Die Bundesregierung lehnt es bisher ab, dass die Bahn Mehrkosten von 1,1 Milliarden Euro bei Stuttgart 21 übernimmt. Argumente für die Position liefert ein internes Dossier. Welche sieben Gründe für den Bund dagegen sprechen, Mehrkosten zu übernehmen.

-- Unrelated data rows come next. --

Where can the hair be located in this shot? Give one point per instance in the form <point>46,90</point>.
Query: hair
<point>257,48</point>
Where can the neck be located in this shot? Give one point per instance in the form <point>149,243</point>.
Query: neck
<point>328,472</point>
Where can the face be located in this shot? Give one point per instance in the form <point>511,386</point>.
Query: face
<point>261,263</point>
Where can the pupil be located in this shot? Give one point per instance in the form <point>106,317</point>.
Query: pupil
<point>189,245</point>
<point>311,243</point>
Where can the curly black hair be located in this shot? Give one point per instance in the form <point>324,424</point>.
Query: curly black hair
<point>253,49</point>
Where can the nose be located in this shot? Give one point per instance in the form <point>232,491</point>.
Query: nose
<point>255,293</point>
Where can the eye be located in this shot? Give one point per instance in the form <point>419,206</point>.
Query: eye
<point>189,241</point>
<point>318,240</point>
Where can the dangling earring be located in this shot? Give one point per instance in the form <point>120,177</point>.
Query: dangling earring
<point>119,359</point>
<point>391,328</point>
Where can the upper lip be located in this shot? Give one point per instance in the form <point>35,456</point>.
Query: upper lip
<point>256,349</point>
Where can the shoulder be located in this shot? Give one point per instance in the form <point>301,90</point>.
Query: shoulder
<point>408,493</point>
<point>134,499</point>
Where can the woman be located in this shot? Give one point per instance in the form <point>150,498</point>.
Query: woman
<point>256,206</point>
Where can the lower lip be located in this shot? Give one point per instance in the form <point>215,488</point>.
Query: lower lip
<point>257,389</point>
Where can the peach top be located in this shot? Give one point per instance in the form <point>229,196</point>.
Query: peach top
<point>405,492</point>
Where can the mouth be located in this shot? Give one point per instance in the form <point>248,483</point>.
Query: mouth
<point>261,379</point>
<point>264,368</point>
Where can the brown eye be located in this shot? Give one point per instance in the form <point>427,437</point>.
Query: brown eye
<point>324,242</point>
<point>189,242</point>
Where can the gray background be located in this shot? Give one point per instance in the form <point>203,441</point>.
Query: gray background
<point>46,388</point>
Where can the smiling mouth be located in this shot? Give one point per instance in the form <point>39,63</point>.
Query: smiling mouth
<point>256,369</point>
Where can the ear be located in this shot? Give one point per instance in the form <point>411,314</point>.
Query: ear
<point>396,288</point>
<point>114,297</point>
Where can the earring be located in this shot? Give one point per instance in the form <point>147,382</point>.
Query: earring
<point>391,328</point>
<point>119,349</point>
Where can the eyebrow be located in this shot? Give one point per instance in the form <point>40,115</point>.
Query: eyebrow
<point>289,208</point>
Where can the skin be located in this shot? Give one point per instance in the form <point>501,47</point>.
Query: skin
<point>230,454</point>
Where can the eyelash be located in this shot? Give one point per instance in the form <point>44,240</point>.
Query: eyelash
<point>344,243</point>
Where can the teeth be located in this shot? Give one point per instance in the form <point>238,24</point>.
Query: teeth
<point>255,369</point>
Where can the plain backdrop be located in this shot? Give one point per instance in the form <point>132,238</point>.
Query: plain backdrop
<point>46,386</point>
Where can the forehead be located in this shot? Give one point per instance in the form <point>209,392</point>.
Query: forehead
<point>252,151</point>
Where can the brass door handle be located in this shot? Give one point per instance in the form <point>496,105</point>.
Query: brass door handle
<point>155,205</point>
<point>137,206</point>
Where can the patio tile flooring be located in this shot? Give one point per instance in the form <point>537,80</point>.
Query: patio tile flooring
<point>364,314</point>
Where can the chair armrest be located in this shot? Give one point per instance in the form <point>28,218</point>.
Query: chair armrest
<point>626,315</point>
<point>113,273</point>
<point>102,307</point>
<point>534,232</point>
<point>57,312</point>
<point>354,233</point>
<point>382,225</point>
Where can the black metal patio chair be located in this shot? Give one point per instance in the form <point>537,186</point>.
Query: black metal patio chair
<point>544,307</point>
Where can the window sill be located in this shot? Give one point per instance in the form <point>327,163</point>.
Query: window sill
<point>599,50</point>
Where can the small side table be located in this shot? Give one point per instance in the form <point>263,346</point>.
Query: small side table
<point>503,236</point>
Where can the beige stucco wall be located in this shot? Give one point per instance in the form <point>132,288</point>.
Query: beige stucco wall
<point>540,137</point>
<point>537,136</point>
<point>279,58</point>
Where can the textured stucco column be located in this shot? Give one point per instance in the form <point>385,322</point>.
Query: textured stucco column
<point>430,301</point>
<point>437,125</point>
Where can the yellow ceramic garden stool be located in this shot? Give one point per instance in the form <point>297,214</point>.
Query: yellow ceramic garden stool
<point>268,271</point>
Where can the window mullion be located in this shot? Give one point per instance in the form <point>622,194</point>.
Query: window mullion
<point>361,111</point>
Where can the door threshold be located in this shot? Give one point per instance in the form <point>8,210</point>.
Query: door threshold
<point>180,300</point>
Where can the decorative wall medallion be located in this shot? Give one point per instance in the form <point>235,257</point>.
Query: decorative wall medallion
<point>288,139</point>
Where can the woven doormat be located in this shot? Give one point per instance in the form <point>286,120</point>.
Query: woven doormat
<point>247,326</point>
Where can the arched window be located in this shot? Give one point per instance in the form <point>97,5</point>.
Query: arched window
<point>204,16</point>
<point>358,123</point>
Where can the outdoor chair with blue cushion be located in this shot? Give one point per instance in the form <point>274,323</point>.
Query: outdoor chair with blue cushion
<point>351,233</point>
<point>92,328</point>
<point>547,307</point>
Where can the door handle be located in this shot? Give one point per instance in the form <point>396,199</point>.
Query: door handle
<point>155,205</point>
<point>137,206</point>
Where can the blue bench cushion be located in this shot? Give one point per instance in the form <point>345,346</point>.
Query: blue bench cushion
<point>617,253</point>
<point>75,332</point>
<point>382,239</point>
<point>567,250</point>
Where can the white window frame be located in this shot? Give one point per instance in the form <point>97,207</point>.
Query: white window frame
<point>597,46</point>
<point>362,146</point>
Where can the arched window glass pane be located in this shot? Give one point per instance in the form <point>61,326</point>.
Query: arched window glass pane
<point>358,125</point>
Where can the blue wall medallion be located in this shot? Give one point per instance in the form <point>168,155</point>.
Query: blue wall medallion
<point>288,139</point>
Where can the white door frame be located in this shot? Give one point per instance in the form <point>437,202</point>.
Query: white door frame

Korrespondenten: Thomas Wüpper (wüp)

Berlin - Die Bundesregierung lehnt es bisher ab, dass die Bahn Mehrkosten von 1,1 Milliarden Euro bei Stuttgart 21 übernimmt. Eine Grundlage, dem Vorschlag von Bahnchef Grube zuzustimmen, sei „derzeit nicht gegeben“, heißt es im internen Dossier. Und weiter: „Die bisher angeführten Argumente greifen nicht.“ Das Bundesverkehrsministerium listet zum Aufsichtsratstreffen sieben Gründe auf, warum dem so ist.

 

1. Die Kostenangaben der DB werden bezweifelt. „Ein belastbarer aktueller Gesamtwertumfang wurde noch nicht ermittelt bzw. ausreichend geprüft“, heißt es in dem Ministeriumspapier. Die DB veranschlagt die Gesamtkosten von S 21 mittlerweile auf bis zu 6,8 Milliarden Euro und hat die Angaben in den letzten Jahren bereits mehrfach drastisch nach oben korrigiert.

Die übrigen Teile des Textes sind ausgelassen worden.